How to read web specs Part I – Or: WebVR, how do you work?

If you are like me and you like to live on the bleeding edge, you will probably have encountered the lack of tutorials, introductions or HowTos for new web APIs. If a new “thing” has actually made it into a browser, like Firefox Nightly or Chrome Canary, the only thing you might have at your disposal is probably the API spec and those tend to be hard to navigate and – fair warning – can turn out to be pretty unreliable.

WebVR

Today I started to familiarize myself with WebVR. At the time of writing, Firefox Nightly and Samsung Internet Browser has support for WebVR and there are custom Chromium builds for Windows. Yes, that’s Chromium, not Chrome Canary. There’s a branch on the Chromium repo, but the code has not been pulled into master, so my colleague Brandon Jones picked up the slack and is providing custom builds. Once the code has been pulled in, I expect WebVR to be available in Canary behind a flag rather quickly.
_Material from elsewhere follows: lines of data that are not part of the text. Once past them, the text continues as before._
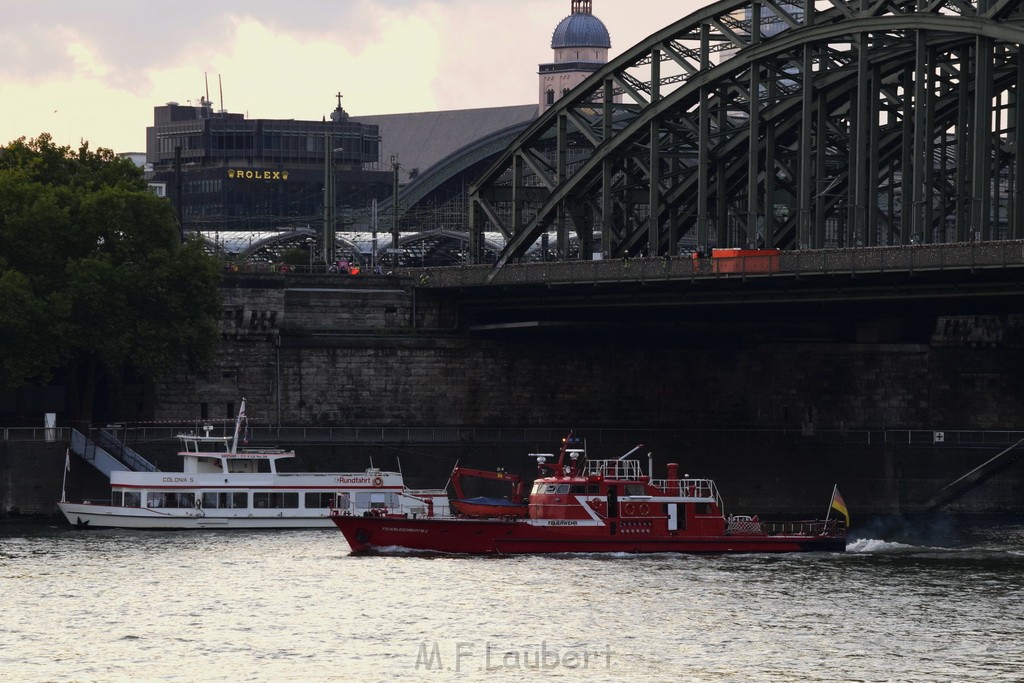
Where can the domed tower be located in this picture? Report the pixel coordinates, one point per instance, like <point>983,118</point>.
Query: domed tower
<point>581,43</point>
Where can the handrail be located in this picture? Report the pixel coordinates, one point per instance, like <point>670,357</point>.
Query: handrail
<point>147,432</point>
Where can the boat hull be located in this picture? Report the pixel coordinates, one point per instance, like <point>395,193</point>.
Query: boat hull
<point>486,537</point>
<point>108,516</point>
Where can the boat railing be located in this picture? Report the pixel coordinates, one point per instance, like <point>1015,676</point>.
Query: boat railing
<point>613,469</point>
<point>690,487</point>
<point>815,527</point>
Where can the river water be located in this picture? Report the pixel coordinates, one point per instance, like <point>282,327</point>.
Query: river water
<point>115,605</point>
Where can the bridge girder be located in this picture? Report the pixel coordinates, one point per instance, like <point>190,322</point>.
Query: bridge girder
<point>853,124</point>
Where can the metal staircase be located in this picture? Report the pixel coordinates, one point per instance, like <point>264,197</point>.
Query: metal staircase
<point>110,455</point>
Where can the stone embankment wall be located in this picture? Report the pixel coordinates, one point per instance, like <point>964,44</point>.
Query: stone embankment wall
<point>369,351</point>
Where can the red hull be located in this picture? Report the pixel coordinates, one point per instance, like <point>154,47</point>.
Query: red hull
<point>488,537</point>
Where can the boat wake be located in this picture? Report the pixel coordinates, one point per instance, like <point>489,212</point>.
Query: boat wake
<point>878,546</point>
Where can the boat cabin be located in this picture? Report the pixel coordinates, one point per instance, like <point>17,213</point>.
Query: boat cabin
<point>617,494</point>
<point>219,455</point>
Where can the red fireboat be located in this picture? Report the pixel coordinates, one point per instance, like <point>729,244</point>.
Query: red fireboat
<point>598,506</point>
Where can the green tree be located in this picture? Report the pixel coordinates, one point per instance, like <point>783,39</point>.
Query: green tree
<point>95,285</point>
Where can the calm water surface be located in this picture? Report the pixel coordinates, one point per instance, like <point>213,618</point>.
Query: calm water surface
<point>294,606</point>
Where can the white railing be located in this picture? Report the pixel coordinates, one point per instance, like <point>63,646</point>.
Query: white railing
<point>702,488</point>
<point>614,469</point>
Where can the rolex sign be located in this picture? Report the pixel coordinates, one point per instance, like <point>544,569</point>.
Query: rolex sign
<point>248,174</point>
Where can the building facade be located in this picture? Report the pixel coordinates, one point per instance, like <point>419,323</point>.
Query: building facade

I don’t own an VR device besides a Google Cardboard, but as it turns out that is not necessary to explore the API. Despite only two and a half native implementations and the rather expensive required hardware, WebVR already has a surprisingly vibrant community which have found ways to get started with WebVR regardless. There’s ThreeJS demos, there’s an Chrome extension that emulates a VR device in DevTools, and there’s a polyfill with a very nice progressive enhancement approach to the whole problem.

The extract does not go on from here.